Dipeptidyl peptidase-4 inhibitor, sitagliptin, improves endothelial dysfunction in association with its anti-inflammatory effects in patients with coronary artery disease and uncontrolled diabetes

Circ J. 2013;77(5):1337-44. doi: 10.1253/circj.cj-12-1168. Epub 2013 Feb 2.

Abstract

Background: Dipeptidyl peptidase 4 (DPP4) inhibitors are used for treatment of diabetes mellitus (DM). We hypothesized that sitagliptin, a DPP4-inhibitor, could improve endothelial dysfunction in DM patients with coronary artery disease (CAD).
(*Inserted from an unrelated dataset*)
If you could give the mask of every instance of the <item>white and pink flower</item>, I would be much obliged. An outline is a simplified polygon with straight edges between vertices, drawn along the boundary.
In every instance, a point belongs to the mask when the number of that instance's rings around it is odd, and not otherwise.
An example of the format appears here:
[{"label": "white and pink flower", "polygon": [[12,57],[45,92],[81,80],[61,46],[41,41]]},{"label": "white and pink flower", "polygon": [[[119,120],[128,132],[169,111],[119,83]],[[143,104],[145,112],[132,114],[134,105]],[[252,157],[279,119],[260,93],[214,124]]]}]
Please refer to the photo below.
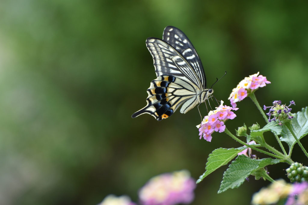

Methods and results: The 40 patients with CAD and uncontrolled DM, aged 68.7±9.4 years (mean±standard deviation) (50% males, hemoglobin A1c [HbA1c] 7.4±1.0%) were assigned to either additional treatment with sitagliptin (50 mg/day, n=20) or aggressive conventional treatment (control, n=20) for 6 months. Endothelial function was assessed by the reactive hyperemia peripheral arterial tonometry index (RHI). The clinical characteristics at baseline were not different between the groups. After treatment, fasting blood glucose and insulin levels, and lipid profiles were not different between the groups. HbA1c levels significantly improved similarly in both groups. The percent change in RHI was greater in the sitagliptin group than in the control group (62.4±59.2% vs. 15.9±22.0%, P<0.01). Furthermore, treatment with sitagliptin resulted in a significant decrease in the high-sensitivity C-reactive protein (hsCRP) level, but no such change was noted in the control group. Linear regression analysis demonstrated a significant negative relation between changes in RHI and hsCRP, but not between RHI and HbA1c.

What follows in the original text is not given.